Small Saving Rate Hike: On September 30, 2023, the Finance Ministry will review the interest rates of small savings schemes. And it is believed that the Central Government may announce an increase in the interest rates of its savings scheme. There is a possibility that after reviewing the interest rates for the third quarter of the current financial year from October to December, a decision can be taken to increase the interest rates of other savings schemes including Public Provident Fund.
On June 30, 2023, when the new rates were announced by reviewing the interest rates for the period from July to September, the interest rates of only one year and two year post office deposit schemes were increased by 10 basis points. . So the interest rate on 5 year recurring deposit was increased from 6.2 percent to 6.5 percent.

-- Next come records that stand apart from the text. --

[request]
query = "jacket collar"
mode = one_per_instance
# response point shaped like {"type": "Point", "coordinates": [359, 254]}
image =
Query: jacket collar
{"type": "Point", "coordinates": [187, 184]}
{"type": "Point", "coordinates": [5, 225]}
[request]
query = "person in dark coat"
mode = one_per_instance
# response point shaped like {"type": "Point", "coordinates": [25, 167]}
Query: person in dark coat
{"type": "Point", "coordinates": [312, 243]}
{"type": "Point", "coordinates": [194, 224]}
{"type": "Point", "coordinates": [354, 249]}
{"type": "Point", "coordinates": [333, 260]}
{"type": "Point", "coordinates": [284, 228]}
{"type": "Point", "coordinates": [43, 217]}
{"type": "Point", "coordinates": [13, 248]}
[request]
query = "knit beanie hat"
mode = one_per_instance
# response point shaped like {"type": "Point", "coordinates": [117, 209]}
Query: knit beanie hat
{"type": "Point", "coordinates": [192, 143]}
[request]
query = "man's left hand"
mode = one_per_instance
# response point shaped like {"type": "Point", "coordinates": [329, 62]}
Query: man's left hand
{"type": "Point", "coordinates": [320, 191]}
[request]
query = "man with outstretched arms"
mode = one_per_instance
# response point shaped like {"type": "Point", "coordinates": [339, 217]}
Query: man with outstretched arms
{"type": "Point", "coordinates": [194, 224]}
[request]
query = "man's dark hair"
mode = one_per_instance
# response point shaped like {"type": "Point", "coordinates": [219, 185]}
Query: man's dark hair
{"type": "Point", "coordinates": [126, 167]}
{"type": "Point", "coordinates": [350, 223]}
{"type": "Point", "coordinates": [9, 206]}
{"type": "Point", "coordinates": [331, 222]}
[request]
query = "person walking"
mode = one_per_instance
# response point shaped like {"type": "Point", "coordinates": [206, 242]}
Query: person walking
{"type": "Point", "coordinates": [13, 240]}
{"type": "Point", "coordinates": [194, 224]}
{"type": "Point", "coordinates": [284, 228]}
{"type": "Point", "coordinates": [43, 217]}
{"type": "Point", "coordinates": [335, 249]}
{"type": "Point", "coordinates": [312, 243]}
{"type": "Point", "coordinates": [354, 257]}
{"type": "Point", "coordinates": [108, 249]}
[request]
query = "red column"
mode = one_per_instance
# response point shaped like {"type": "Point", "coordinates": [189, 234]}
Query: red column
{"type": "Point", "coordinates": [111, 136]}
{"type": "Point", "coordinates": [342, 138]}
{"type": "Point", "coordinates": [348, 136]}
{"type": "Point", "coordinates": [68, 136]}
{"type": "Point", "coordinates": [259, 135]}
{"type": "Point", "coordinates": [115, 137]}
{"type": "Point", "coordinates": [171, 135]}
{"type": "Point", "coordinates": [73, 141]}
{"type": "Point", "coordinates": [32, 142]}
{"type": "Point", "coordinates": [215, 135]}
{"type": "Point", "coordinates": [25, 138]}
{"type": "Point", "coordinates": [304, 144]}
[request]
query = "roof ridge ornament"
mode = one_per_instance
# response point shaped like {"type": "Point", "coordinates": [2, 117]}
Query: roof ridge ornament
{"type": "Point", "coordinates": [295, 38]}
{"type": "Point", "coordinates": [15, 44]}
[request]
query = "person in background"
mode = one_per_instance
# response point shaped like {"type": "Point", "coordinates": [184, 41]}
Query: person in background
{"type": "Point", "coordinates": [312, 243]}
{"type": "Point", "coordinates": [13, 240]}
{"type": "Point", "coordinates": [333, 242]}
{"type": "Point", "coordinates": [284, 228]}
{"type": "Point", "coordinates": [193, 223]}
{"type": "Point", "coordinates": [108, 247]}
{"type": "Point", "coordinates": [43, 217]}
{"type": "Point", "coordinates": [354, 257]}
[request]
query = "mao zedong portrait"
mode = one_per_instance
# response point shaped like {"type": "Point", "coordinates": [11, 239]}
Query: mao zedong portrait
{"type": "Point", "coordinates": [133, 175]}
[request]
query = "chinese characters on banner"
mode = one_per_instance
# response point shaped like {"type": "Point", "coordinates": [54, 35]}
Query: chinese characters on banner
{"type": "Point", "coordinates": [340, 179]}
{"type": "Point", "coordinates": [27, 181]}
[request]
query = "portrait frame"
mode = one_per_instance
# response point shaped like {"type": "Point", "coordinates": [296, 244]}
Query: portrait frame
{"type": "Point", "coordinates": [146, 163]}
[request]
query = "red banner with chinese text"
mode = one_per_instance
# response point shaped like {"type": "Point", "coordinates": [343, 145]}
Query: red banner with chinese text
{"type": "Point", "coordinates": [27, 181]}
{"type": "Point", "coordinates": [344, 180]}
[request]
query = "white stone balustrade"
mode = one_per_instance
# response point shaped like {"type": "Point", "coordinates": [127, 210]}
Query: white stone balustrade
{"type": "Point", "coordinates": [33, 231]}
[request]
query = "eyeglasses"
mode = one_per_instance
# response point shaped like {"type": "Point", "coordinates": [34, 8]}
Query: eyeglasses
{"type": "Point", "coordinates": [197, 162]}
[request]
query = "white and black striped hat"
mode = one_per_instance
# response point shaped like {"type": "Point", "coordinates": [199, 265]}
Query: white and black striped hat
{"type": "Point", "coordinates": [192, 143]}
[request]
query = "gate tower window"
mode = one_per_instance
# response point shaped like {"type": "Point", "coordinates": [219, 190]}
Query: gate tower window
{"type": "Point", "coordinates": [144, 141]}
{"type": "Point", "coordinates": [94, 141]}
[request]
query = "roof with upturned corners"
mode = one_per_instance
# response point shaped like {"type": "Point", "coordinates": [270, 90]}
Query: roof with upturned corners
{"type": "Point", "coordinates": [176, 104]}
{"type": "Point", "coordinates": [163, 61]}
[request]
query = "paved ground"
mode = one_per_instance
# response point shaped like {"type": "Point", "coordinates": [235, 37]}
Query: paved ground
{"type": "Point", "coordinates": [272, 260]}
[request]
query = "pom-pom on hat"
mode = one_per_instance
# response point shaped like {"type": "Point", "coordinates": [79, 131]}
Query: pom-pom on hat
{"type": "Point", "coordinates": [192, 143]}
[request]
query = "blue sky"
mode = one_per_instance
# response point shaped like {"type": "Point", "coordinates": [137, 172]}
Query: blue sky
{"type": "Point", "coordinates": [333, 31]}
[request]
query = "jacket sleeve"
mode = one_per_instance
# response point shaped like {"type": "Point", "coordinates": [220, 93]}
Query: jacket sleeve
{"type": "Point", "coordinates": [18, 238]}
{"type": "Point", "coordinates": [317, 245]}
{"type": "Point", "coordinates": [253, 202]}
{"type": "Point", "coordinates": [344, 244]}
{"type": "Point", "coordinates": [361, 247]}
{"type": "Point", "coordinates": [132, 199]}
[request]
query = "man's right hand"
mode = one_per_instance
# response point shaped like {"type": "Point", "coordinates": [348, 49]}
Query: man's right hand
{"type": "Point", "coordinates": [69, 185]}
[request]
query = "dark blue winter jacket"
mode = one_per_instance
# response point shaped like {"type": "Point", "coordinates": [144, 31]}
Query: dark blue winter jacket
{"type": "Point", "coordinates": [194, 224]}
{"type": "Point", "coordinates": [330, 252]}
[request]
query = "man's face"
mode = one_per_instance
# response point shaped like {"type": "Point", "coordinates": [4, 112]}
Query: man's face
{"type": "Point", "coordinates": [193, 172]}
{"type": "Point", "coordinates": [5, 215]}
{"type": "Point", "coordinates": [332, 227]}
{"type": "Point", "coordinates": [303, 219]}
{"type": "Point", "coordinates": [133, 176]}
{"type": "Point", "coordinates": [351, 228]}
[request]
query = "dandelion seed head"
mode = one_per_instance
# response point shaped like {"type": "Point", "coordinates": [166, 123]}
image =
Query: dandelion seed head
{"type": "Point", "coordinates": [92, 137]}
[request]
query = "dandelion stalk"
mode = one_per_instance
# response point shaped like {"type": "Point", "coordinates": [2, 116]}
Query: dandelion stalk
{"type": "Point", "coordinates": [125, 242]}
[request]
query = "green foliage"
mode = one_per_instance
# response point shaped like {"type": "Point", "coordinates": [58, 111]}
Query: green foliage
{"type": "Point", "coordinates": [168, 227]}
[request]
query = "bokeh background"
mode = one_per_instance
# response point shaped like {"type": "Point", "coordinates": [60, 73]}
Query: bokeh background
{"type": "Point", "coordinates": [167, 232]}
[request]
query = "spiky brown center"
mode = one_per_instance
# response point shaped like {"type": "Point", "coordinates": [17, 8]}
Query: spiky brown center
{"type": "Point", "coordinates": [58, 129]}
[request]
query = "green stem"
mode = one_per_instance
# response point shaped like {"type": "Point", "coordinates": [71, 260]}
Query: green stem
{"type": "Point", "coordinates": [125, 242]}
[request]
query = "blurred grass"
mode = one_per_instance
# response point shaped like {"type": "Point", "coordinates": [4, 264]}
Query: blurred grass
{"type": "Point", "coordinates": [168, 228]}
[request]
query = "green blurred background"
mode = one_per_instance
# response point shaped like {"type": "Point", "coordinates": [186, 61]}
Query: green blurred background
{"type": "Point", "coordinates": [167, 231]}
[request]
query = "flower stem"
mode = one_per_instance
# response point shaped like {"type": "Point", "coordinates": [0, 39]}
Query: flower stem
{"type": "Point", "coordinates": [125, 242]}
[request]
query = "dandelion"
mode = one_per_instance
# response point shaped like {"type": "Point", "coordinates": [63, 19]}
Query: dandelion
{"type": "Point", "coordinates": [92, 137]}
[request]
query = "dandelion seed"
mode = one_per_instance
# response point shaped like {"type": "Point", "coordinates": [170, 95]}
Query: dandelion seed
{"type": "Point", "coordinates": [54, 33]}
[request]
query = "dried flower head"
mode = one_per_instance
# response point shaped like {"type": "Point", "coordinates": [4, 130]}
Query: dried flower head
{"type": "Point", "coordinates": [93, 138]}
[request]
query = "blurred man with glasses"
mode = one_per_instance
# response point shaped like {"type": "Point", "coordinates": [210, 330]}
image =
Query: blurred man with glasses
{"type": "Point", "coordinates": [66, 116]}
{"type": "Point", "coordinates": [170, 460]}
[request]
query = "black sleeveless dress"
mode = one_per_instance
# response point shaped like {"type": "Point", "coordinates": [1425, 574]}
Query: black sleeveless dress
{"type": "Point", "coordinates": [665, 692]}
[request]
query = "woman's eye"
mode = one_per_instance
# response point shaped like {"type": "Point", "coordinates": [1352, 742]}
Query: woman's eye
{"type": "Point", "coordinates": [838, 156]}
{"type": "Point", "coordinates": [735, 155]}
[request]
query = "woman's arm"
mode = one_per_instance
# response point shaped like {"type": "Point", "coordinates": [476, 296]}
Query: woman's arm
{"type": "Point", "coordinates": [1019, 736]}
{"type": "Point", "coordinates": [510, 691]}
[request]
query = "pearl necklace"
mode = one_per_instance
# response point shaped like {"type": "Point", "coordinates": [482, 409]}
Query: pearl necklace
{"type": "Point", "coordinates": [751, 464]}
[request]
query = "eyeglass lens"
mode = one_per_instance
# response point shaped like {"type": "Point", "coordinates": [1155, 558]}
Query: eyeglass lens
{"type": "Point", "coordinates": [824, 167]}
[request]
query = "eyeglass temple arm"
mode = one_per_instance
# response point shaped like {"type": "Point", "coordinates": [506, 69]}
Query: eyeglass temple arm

RBI increased the repo rate by 2.50 percent between May 2022 and February 2023. During this period, banks increased interest rates on deposits. So the government has increased the interest rates on everything from Sukanya Samriddhi Yojana to Kisan Vikas Patra and National Saving Certificate and Senior Citizen Saving Scheme. But there has been no change in the interest rates of PPF.
In the government’s savings schemes, 7.70 percent interest is being given on NSC i.e. National Savings Certificate. 8 percent interest is being given on the interest rate of Sukanya Samriddhi Yojana. Kisan Vikas Patra with maturity period of 115 months is getting 7.5 percent interest annually. At the same time, 8.2 percent interest is being given on Senior Citizen Saving Scheme.
Due to increase in interest rates in the financial year 2023-24, investment in government savings schemes has increased. In such a situation, to make these schemes more attractive, it is believed that the Finance Ministry can increase the interest rates in other savings schemes including PPF.